HSBC steps in to save UK arm of failed tech lender Silicon Valley Bank
HSBC has stepped in to buy the UK arm of Silicon Valley Bank, the tech sector lender that was shut down by US regulators at the end of last week.
SVB UK, whose clients include start-ups and venture-backed companies, is a key lender to UK tech and life sciences businesses and has around 3,300 British clients on its books.
Prime Minister Rishi Sunak and Chancellor Jeremy Hunt led talks to save the unit from collapse after a run on its US parent prompted by reported losses led to it being shut down.
HSBC has taken over the UK business with immediate effect, taking responsibility for its £5.5bn loan book and £6.7bn of deposits.

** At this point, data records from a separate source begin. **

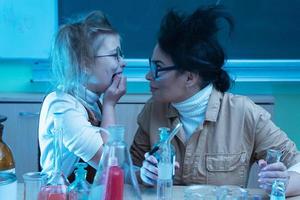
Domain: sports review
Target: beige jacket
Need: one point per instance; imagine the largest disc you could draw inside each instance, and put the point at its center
(236, 132)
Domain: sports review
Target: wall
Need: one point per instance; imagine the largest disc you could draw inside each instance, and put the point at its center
(15, 78)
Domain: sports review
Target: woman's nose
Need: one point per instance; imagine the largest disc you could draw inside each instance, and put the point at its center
(122, 63)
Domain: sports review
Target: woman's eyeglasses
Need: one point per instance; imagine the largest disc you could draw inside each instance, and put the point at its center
(118, 54)
(155, 70)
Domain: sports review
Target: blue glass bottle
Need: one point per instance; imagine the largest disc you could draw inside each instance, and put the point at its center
(278, 190)
(80, 188)
(163, 135)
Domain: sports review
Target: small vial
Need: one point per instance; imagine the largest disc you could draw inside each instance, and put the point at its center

HSBC chief executive Noel Quinn said the acquisition makes “excellent strategic sense for our business in the UK”, adding that it will strengthen the bank's commercial banking franchise and enhance its ability to “serve innovative and fast-growing firms, including in the technology and life-science sectors”.
“We welcome SVB UK’s customers to HSBC and look forward to helping them grow in the UK and around the world,” he said.
“SVB UK customers can continue to bank as usual, safe in the knowledge that their deposits are backed by the strength, safety and security of HSBC.”
Though both the Treasury and Bank of England were involved in securing the transaction, no taxpayer money was involved in the deal, which is understood to have been sealed for a token £1.
Hunt said the government had stepped in to help facilitate the deal to “look after our tech sector”, which is “of huge importance to the British economy, supporting hundreds of thousands of jobs”.
He said the deal “ensures customer deposits are protected and [that clients] can bank as normal, with no taxpayer support”.
“I am pleased we have reached a resolution in such short order,” he added.
Founded in 1983 by former Bank of America managers, Silicon Valley Bank’s focus had always been on lending to start-up technology companies.
It ran into trouble after higher interest rates made it harder for clients to raise money through private fundraisings or share sales, leading many to withdraw their deposits.
The bank began selling assets to try to keep up with the withdrawals but was unable to raise enough money to plug that gap and was placed into receivership by the California Department of Financial Protection and Innovation.